In addition, some medical conditions need other compounds beyond CBD oil.

This year, the Georgia Legisla-ture is considering legislation to fix those issues by regulating up to six in-state producers and allowing additional kinds of compounds to be used.
But there are some in the Legislature who oppose these efforts. Here are a few thoughts to consider:

1. Georgia citizens who need medical cannabis are already acquiring it on the black market. Not approving this legislation won't stop the bootleg market and only continue to make criminals out of sick patients.

2. There is no public safety issue involved in this debate. Nobody ever overdosed on cannabis, but in 2014, there were 1,206 pain medication overdose deaths in Georgia. Where is the outcry from state leaders to ban pain medications? Let's look at the science and not at the stigma.

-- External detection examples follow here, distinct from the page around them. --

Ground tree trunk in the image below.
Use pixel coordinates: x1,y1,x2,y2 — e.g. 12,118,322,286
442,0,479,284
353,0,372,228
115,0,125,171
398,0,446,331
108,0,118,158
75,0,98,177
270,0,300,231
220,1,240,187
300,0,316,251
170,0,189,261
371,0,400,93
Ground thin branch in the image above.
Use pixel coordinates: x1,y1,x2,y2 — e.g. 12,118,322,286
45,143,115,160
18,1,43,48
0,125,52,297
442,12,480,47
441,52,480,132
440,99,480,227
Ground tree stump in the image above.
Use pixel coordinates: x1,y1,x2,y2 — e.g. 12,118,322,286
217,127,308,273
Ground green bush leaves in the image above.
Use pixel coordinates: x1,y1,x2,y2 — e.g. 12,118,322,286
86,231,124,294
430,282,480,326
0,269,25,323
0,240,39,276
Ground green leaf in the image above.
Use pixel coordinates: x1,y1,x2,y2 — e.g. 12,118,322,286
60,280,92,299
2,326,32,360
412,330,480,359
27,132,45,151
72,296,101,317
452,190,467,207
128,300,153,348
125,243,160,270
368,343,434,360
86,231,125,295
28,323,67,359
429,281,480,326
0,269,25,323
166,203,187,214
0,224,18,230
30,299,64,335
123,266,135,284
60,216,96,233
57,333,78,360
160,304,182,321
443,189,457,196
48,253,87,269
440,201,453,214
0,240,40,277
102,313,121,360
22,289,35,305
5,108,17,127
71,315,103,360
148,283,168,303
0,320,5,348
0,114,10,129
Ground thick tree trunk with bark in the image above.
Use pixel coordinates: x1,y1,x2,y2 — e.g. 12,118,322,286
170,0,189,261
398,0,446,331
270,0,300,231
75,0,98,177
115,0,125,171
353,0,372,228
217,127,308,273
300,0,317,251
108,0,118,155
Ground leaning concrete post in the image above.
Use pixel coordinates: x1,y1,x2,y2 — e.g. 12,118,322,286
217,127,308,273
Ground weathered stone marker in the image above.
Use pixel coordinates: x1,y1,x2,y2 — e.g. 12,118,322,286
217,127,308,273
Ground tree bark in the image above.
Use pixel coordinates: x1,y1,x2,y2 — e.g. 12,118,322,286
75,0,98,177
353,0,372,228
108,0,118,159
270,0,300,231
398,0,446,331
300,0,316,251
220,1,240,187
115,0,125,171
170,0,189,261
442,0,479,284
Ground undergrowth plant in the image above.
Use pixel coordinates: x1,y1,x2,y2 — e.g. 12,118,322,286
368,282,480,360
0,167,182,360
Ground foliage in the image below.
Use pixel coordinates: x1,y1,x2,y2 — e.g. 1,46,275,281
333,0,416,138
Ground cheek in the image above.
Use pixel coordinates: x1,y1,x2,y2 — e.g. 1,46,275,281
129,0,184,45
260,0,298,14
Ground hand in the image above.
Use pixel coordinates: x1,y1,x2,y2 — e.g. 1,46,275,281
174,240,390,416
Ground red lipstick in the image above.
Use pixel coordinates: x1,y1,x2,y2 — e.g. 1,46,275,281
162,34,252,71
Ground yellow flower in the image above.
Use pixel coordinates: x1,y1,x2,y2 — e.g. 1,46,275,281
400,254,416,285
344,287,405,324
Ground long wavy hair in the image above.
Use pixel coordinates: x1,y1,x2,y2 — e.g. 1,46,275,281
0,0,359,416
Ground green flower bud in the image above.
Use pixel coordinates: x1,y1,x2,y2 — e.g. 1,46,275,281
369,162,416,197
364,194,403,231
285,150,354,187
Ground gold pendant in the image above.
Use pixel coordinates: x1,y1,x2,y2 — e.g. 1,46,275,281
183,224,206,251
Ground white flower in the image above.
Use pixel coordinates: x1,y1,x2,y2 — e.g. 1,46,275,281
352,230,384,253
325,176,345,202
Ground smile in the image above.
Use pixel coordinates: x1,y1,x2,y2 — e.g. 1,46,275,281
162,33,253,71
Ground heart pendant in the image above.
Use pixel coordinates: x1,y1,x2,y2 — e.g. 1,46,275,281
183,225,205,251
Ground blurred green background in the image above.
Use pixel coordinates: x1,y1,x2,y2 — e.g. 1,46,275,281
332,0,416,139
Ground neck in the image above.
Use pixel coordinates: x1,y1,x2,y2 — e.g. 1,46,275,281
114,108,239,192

3. Some state law enforcement groups are opposed to making in-state medical cannabis production available on the theory that it would be a "slippery slope" toward full legalization of recreational cannabis. But legislators and citizens in Georgia clearly know the difference between the medical use of cannabis and recreational use. The "slippery slope" argument is a "straw man" debate. Illegal recreational use of cannabis is already widespread in the state. This action won't affect that or make it worse. But it would make legitimate medical use easier and safer.

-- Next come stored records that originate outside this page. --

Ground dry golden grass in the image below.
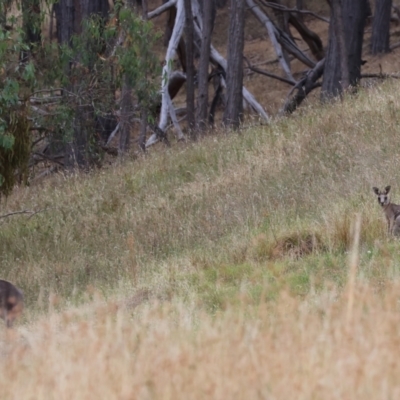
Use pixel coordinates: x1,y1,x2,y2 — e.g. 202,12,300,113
0,283,400,399
0,82,400,399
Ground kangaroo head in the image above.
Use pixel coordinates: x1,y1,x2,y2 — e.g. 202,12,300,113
372,186,390,207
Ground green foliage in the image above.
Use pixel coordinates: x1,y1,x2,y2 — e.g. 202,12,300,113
0,22,35,196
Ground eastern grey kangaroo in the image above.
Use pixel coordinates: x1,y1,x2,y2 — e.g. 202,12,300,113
0,279,24,328
372,186,400,236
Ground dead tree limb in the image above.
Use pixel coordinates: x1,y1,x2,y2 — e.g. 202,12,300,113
263,1,329,24
243,57,297,86
361,72,400,79
147,0,177,19
246,0,315,69
281,59,325,114
211,45,269,121
153,0,185,147
289,13,325,61
246,0,294,80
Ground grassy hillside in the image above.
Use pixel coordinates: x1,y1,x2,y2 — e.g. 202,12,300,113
0,82,400,399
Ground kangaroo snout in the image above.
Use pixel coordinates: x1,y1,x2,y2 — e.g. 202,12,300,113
0,280,24,328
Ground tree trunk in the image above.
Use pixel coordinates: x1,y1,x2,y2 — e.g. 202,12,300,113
321,0,367,100
54,0,109,168
139,0,148,152
223,0,245,129
371,0,392,54
118,76,133,155
184,0,195,139
196,1,213,130
21,0,42,54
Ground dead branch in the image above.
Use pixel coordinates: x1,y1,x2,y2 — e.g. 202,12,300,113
246,0,294,80
0,208,47,219
147,0,177,19
246,0,315,69
361,72,400,79
263,1,329,24
159,0,185,139
289,13,325,61
281,58,325,114
106,122,119,146
243,57,297,86
33,152,65,167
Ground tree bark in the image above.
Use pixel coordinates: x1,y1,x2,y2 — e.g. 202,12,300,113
21,0,42,53
371,0,392,54
321,0,367,100
118,76,133,156
196,1,213,131
223,0,245,129
184,0,196,139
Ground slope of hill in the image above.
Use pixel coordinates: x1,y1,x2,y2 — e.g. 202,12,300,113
0,82,400,399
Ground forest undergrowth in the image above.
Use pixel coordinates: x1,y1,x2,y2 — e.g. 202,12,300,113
0,82,400,399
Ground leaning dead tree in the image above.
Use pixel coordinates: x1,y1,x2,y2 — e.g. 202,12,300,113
146,0,269,147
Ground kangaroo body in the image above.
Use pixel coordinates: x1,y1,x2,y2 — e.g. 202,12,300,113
372,186,400,236
0,279,24,328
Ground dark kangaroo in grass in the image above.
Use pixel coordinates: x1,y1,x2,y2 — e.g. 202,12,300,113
0,279,24,328
372,186,400,236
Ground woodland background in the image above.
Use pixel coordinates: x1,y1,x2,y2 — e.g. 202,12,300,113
0,0,400,195
0,0,400,400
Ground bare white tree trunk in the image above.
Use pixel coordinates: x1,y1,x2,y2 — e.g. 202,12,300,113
159,0,185,140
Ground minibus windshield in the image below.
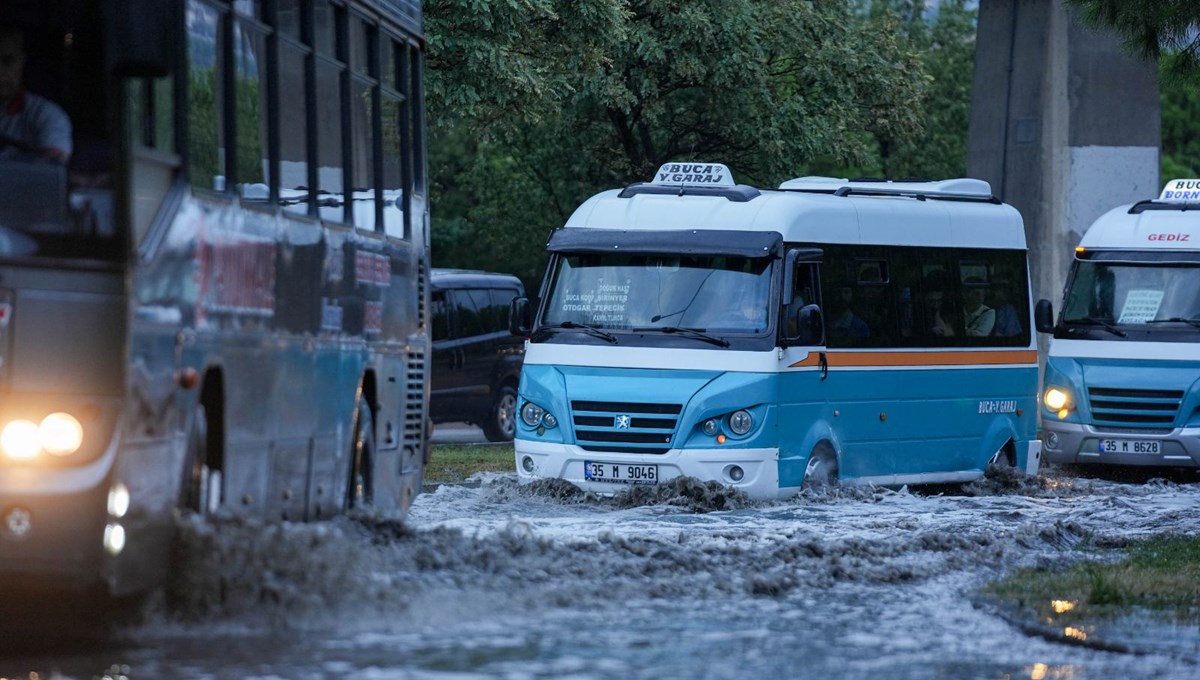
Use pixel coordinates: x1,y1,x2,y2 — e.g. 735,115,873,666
1062,260,1200,329
541,253,773,335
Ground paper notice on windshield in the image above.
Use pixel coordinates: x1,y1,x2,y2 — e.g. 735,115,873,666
562,281,630,326
1117,289,1163,324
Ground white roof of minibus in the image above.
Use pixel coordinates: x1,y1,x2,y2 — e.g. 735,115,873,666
566,177,1025,249
1079,201,1200,251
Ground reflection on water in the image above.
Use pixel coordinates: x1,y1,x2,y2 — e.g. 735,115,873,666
0,467,1200,680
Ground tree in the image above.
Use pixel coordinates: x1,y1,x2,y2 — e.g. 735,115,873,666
870,0,978,179
425,0,929,283
1067,0,1200,183
1067,0,1200,78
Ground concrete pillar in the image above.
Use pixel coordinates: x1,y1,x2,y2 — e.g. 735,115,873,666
967,0,1162,312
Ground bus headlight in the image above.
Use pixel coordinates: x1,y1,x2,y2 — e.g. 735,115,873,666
0,420,42,461
730,410,754,435
0,413,83,461
37,413,83,456
1042,387,1070,411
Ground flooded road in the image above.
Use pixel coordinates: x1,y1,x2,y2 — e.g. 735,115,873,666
0,470,1200,680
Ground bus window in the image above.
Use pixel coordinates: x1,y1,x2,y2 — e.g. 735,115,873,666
313,2,348,222
186,0,226,191
234,18,271,201
350,17,379,231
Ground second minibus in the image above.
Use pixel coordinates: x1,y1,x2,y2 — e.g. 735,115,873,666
512,163,1040,498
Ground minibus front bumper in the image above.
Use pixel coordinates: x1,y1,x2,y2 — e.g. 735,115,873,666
1042,422,1200,468
514,439,799,500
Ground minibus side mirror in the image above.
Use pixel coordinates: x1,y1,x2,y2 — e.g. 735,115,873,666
796,305,824,347
509,297,533,337
107,0,177,78
1033,300,1054,333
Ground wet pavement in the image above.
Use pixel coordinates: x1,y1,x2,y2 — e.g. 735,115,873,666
0,470,1200,680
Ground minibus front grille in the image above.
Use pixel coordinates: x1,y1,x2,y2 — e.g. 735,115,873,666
571,401,683,453
1087,387,1183,428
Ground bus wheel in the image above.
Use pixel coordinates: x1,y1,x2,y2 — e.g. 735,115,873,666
484,385,517,441
988,441,1016,468
184,404,222,517
346,401,376,510
800,444,838,489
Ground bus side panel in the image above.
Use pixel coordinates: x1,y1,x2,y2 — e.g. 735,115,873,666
776,362,838,488
827,356,1037,477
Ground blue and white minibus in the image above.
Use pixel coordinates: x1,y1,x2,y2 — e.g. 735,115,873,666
1037,180,1200,468
512,163,1040,499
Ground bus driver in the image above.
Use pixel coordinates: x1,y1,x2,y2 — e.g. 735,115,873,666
0,24,71,163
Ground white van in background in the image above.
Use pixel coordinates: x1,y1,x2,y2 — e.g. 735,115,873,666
1036,180,1200,468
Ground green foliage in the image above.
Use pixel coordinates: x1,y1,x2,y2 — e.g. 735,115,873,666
425,0,974,281
1067,0,1200,180
425,444,516,485
1067,0,1200,77
985,535,1200,625
1159,54,1200,180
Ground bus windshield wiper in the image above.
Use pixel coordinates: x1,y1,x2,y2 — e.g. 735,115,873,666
541,321,617,344
1146,317,1200,329
632,326,730,347
1070,317,1129,338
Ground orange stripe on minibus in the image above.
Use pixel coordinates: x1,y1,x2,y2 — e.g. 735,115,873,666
790,349,1038,368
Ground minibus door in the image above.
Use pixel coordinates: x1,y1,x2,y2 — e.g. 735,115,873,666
779,248,829,487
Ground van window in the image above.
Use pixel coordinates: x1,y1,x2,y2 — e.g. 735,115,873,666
430,290,450,341
454,288,491,337
486,288,520,332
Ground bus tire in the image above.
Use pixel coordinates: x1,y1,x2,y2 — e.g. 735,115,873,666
988,439,1016,468
800,443,838,491
346,399,376,510
184,404,224,517
484,385,517,441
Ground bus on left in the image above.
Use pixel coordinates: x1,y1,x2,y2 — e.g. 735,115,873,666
0,0,430,595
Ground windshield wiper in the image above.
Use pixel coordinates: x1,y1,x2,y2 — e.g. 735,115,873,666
1067,317,1129,338
1146,317,1200,329
632,326,730,347
541,321,617,344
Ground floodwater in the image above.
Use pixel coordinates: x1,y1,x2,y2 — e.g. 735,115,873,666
0,469,1200,680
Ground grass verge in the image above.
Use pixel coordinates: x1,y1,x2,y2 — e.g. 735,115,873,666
984,536,1200,630
425,444,516,485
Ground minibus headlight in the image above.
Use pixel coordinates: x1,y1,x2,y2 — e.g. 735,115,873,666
521,402,546,427
37,413,83,456
730,410,754,435
1042,387,1070,411
0,420,42,461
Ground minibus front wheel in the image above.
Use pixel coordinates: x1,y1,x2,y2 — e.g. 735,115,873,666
800,441,838,489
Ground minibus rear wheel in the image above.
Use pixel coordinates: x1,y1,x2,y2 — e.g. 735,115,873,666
346,399,376,510
988,439,1016,468
800,441,838,489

4. Allowing the production of cannabis oil in Georgia isn't an endgame. Because of misguided Federal laws, very little medical research on cannabis has been done in this country. But that is changing and in another decade, we will know a lot more hard science about the use of cannabis for medical conditions. In the meantime, Georgians should not be denied reasonable access to cannabis products for their own medical use. Many can't wait another decade.

5. One of the key aspects of the current proposal for in-state cannabis production would be to have a tested, regulated product in the market. Cannabis oil from other states is not always tested and regulated and consequently, product quality can vary greatly.
6. Some state leaders argue that Georgia can't allow in-state cannabis production due to restrictive federal laws. But a number of other states now allow production. Georgia can too. This is another misleading straw man argument.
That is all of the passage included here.